During the supervisors’ annual reorganization of board positions, public commenters engaged in an hour-long evisceration of Hill’s character and behavior as an elected official while demanding he be barred from the chair seat. Called a “bully,” “disrespectful,” and “an embarrassment” to the county, Hill was repeatedly slammed for conduct as specific as sending disparaging emails to community members with county resources and as broad as embodying the “progressive left ideology.”
“Anyone who disagrees with him is disrespected and called names,” Terri Stricklin of Nipomo said. “There are consequences to that kind of bad, outrageous behavior, and this is one of them.”
- PHOTO BY PETER JOHNSON
- NO CHAIR FOR YOU For the second straight year, SLO County Supervisor Adam Hill (left) was denied the board chairmanship by his colleagues on Jan. 9 while Supervisor John Peschong (right) was awarded the seat.
Commenters added that Hill failed to exhibit traits fitting for the board chair, who’s responsible for running meetings and serving as the top representative for the county.“We need a chair whose character demonstrates his respect for the position we elected him to,” resident Elsa Dawson said.
The supervisors then voted 3-2, with Hill and 2nd District Supervisor Bruce Gibson dissenting, to re-elect Peschong as the board chair and move 5th District Supervisor Debbie Arnold to the vice chair seat.
It’s the second year in a row Hill was passed over for the board chairmanship, which of late has turned into a contentious political matter rather than a dependable rotation.
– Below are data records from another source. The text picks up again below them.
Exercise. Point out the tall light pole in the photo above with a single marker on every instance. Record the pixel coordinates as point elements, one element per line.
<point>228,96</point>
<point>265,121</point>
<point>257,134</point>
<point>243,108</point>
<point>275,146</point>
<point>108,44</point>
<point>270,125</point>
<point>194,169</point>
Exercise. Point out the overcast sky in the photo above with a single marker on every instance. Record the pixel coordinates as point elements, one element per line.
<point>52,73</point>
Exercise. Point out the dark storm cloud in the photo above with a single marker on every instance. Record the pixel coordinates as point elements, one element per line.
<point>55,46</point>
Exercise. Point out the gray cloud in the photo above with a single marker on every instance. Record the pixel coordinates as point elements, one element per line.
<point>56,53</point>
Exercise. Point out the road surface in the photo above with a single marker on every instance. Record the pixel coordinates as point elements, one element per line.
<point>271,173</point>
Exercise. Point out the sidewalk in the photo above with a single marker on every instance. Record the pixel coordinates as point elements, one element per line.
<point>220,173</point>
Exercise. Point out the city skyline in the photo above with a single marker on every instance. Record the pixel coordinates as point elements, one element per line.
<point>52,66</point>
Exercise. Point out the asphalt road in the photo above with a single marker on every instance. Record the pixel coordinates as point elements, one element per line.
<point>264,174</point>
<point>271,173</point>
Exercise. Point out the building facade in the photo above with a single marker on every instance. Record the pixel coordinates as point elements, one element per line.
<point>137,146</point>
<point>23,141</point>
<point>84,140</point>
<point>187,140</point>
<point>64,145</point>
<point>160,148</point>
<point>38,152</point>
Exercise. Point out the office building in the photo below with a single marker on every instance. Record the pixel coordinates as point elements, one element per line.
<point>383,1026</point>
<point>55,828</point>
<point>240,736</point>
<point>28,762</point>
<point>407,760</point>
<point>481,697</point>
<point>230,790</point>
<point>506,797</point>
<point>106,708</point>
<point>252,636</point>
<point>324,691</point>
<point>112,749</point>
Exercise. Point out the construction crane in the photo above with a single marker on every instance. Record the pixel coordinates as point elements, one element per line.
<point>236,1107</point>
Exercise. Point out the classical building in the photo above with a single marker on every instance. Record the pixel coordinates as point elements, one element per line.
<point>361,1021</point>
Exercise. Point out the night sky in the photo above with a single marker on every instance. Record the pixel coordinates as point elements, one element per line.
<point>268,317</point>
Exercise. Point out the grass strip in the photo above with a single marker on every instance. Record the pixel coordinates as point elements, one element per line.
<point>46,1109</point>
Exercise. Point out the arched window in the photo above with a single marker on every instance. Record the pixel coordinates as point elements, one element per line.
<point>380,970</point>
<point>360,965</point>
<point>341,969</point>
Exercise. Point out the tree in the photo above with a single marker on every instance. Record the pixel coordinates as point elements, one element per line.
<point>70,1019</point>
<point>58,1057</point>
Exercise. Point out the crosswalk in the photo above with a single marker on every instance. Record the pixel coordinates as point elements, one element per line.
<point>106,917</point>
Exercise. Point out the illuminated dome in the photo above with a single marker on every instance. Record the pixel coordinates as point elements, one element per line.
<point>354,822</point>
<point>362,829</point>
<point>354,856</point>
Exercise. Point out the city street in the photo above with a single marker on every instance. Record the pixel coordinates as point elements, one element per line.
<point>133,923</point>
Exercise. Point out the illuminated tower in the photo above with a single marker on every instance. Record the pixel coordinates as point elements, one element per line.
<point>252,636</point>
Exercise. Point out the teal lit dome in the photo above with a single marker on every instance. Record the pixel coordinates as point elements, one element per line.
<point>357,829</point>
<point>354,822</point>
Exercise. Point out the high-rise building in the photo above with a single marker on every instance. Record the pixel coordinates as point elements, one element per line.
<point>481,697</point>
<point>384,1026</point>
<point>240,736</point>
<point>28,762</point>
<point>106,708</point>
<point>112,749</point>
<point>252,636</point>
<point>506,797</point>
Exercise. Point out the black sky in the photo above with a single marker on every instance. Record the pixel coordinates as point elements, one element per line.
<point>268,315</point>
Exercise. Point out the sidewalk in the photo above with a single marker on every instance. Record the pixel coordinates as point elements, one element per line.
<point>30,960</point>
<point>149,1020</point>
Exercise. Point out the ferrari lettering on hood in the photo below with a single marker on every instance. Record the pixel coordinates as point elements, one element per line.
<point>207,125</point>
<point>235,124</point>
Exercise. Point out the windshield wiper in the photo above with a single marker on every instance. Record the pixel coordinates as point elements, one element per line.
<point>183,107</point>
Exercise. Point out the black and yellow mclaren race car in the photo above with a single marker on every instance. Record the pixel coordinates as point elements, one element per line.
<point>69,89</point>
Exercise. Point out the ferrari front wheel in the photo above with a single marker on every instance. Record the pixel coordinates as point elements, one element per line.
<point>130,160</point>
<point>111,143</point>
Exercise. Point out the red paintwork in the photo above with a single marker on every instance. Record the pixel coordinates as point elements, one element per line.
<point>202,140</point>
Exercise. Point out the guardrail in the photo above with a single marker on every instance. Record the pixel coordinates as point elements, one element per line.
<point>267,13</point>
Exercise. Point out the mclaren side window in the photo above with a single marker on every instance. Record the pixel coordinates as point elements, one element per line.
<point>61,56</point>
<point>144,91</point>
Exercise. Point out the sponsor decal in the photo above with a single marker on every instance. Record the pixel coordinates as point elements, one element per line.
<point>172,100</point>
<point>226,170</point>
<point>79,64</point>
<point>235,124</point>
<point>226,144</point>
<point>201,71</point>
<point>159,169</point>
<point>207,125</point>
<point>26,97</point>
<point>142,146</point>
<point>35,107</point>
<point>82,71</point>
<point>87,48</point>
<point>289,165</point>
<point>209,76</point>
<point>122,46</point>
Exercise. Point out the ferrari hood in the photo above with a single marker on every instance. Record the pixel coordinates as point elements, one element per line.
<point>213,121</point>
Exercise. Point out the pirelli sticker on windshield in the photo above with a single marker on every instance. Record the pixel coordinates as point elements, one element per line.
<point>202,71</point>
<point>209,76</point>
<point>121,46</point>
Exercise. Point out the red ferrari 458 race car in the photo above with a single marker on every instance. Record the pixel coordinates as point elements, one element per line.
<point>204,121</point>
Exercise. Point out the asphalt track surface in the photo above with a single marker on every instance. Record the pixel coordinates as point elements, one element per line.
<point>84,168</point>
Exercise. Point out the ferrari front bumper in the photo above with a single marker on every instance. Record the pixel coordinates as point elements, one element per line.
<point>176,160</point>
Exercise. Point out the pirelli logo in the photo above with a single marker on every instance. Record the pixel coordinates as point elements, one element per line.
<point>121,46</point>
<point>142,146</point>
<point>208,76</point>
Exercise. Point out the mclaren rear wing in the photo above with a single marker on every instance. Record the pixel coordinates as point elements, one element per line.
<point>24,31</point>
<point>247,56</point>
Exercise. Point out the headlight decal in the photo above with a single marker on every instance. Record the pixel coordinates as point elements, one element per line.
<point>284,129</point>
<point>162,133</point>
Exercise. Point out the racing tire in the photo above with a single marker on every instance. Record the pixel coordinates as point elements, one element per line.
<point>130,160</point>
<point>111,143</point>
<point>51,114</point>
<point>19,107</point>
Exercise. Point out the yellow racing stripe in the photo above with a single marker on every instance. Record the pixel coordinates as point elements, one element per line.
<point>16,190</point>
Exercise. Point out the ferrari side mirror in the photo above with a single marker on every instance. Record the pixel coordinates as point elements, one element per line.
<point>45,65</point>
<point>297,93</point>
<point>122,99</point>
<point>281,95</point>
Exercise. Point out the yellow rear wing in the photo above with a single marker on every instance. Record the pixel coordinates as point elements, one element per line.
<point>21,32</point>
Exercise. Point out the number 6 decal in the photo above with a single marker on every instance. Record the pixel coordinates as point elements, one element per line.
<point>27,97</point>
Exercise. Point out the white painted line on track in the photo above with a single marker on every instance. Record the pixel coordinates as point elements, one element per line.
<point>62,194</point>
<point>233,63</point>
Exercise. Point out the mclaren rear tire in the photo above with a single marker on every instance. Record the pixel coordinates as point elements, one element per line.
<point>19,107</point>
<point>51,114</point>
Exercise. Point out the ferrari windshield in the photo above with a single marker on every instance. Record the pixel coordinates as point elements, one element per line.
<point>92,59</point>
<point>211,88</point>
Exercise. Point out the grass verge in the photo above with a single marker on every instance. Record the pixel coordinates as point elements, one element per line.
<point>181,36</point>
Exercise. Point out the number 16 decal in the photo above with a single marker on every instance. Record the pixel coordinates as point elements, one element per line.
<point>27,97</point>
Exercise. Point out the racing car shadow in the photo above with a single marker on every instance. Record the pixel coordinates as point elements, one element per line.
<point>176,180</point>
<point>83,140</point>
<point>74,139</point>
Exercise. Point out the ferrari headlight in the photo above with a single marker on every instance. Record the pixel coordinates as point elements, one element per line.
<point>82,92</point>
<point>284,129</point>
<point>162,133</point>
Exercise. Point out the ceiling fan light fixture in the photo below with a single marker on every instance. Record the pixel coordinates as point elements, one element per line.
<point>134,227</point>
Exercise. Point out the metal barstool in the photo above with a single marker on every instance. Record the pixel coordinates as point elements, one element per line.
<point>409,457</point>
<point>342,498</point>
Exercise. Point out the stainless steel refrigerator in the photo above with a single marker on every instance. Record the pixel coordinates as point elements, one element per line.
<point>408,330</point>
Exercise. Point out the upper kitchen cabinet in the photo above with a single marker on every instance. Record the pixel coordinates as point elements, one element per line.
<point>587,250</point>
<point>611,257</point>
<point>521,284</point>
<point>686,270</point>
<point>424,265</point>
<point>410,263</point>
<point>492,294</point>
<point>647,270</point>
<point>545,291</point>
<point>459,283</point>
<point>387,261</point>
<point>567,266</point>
Several of the meeting’s speakers were supporters of and donors to Peschong’s campaign, with one man holding his 2016 campaign sign in the front row of the chambers. Peschong later asked him to remove it.
Many of those who expressed support for Peschong as chair noted that his “respectful” temperament leading county meetings would be important for the civility going forward on the bitterly divided board.
“This board is very polarized, there’s no secret about that and the civil discourse here has been severely limited because of that,” said 4th District Supervisor Lynn Compton. “It’s important to me that whoever we choose today sets the tone ... in order to encourage that civil discourse.”
When asked by New Times if the public admonition caused him to reconsider his decorum at all, Hill said he was a “passionate person” who can “be in your face at times” but chalked up the tongue-lashing to mere politics.
“It’s hard to take it to heart when it’s this orchestrated effort by people who don’t know me but have been made to hate me,” Hill said. “When people specifically say something to me that I’ve done anything to hurt their feelings, of course I would apologize and feel bad about it. But that was just political theater.”